По приказанию графа Петра Ивановича Панина, руководившего подавлением восстания, ставили в каждом селении по одной виселице, по одному колесу – кости ломать. Растягивали истязаемого на колесе, ломали ему ломом каждую конечность в двух местах и, наконец, ударом по животу ломали хребет. Помните казнь Остапа в «Тарасе Бульбе» H. B. Гоголя, когда кости захрустели? Ставили еще в селении «глаголь» для вешания некоторых за ребро. И наводили под этими нехитрыми орудиями порядок и тишину в великорусских селениях ребята молодого полковника Платова.

Долго еще в этих селениях донскими казаками детей пугали.

Скучная служба, а никуда не денешься. Благодетель, князь Василий Михайлович Долгоруков, ушел в отставку. И «Крымским» его назвали, и Георгия первой степени пожаловали, а вот фельдмаршальский чин – никак, он и обиделся. Можно бы на Серебрякова понадеяться, на походного атамана казачьих полков в Крыму… Тот, как и Матвей, больше к русской власти, чем к своей, донской, прислонялся, одного поля ягоды. Но при встрече с пугачевцами прошиб Серебрякова геморрой, казаки смеялись: «От страху кровью ус…ся». Разгневанный Потемкин чуть было не казнил его, Императрица отстояла. Но был теперь Серебряков конченой фигурой. Не на кого Матвею надеяться. Разве что на батюшку, Ивана Федоровича.

Батюшка, Иван Федорович Платов, побывал с полком в Польше, в Санкт-Петербурге, переброшен был оттуда под Москву и теперь так же, как и Матвей, ловил ослушников вокруг древней столицы. На виду, на отличном счету…

Оставим на время отца и сына Платовых гонять за бунтовщиками по бескрайним российским просторам и посмотрим на Дон, где устанавливалась в это время новая власть, делились посты, к которым службистых и приверженных российской короне Платовых и близко не подпустили.

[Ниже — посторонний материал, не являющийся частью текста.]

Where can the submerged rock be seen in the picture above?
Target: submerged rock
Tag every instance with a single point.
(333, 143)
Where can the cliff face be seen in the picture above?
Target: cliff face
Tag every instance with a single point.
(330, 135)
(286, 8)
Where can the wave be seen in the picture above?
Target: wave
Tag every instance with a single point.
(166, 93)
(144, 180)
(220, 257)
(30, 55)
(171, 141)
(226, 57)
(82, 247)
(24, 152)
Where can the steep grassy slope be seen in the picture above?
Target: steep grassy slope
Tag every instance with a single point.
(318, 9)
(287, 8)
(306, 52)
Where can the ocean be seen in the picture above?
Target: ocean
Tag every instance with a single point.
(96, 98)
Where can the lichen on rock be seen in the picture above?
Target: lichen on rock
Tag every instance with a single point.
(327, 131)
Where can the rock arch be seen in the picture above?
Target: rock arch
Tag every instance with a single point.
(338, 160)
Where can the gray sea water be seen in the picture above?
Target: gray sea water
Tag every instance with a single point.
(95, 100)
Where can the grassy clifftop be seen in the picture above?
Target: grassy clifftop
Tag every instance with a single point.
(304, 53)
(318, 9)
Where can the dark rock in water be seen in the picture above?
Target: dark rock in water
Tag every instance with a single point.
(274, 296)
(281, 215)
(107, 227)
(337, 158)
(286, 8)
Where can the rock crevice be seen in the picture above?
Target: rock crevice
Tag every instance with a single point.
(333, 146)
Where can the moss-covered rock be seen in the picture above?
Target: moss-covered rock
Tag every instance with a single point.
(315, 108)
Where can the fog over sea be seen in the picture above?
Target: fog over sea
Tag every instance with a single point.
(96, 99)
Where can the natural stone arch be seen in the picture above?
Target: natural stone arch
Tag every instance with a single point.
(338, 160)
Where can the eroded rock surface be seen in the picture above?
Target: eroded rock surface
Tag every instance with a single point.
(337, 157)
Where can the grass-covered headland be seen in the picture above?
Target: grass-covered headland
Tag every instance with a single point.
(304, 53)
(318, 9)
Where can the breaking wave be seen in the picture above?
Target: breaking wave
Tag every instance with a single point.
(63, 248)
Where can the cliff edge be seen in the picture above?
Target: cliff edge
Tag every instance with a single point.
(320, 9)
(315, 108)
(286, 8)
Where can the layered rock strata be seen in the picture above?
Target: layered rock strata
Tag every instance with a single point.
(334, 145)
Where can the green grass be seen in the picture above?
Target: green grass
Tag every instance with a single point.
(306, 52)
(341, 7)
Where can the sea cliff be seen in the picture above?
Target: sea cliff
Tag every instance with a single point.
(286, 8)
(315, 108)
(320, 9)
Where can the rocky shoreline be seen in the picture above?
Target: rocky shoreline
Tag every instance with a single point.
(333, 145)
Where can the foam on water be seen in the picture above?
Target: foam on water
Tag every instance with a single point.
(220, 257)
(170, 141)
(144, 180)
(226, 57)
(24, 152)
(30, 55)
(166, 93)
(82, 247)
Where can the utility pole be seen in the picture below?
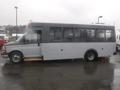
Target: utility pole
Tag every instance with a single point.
(99, 20)
(16, 20)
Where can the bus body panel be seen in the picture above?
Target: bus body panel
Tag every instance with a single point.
(58, 51)
(53, 51)
(50, 49)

Опасаясь, как бы пугачевская зараза не прижилась на Дону, дали власти донцам послабления. Следствие над ефремовскими сторонниками прекратили и всех, кто выжил, отпустили. Самому Ефремову из Пернова разрешили перебраться в Таганрог, но опальный атаман отказался и поселился в Санкт-Петербурге; не захотел, а может, и побоялся на Дон возвращаться. Старшего сына его, к тому времени подросшего, загнали со сменным полком одного из Иловайских на Кубань.

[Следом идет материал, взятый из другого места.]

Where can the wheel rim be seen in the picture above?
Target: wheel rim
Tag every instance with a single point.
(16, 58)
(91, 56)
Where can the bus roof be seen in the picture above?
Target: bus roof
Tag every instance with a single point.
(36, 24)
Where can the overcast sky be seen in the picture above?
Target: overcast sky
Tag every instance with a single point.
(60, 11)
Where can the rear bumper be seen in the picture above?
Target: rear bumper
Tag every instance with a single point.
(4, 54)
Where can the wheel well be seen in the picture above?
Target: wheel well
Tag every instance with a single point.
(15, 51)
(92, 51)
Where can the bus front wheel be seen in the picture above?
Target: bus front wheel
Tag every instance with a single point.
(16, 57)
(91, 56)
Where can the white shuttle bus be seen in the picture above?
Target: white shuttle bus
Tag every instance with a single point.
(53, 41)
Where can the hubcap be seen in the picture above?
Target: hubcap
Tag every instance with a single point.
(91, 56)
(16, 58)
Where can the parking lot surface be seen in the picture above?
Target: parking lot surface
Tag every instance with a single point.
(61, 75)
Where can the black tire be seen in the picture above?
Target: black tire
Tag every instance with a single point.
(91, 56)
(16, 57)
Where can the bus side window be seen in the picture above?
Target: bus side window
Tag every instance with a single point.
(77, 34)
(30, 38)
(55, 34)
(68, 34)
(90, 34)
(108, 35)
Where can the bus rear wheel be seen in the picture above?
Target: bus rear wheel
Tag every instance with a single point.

Навезли власти в Черкасск хлеба в счет жалованья, осчастливили черкасню. Шестьдесят четыре тысячи четвертей! Потемкин, смело взявший на себя главное начальствование над Войском, да и не над ним одним, доискивался истинных причин возмущения и предполагал их на Дону заранее пресечь. Усмотрел, что одна из причин – самовластие старшинское. Ввел он на Дону Гражданское правительство, сохранив за ним прежнее название – Войсковая Канцелярия. Двух членов, старшин, он в это правительство сам назначал, а четверых Войско выбирало на один год. Руководствовалось отныне правительство не донским обычаем, а российскими законами, соблюдая, однако, данные Войску ранее привилегии. Вместо Семена Сулина, атаманившего на Дону во время неспокойствия, наказным поставили доказавшего свою преданность Алексея Иловайского.

И Иловайского и все правительство посадил Потемкин на жалованье. Атаману положил в год тысячу да «столовых» денег четыре тысячи, правительству, конечно, поменьше. Но кто и когда на Дону жил на жалованье?..

И еще одно событие, важное для Дона, которое и нашего героя коснулось. Всех, кто в это время полками командовал, приравняли к русским воинским чинам, считали их пониже майора, но повыше капитана.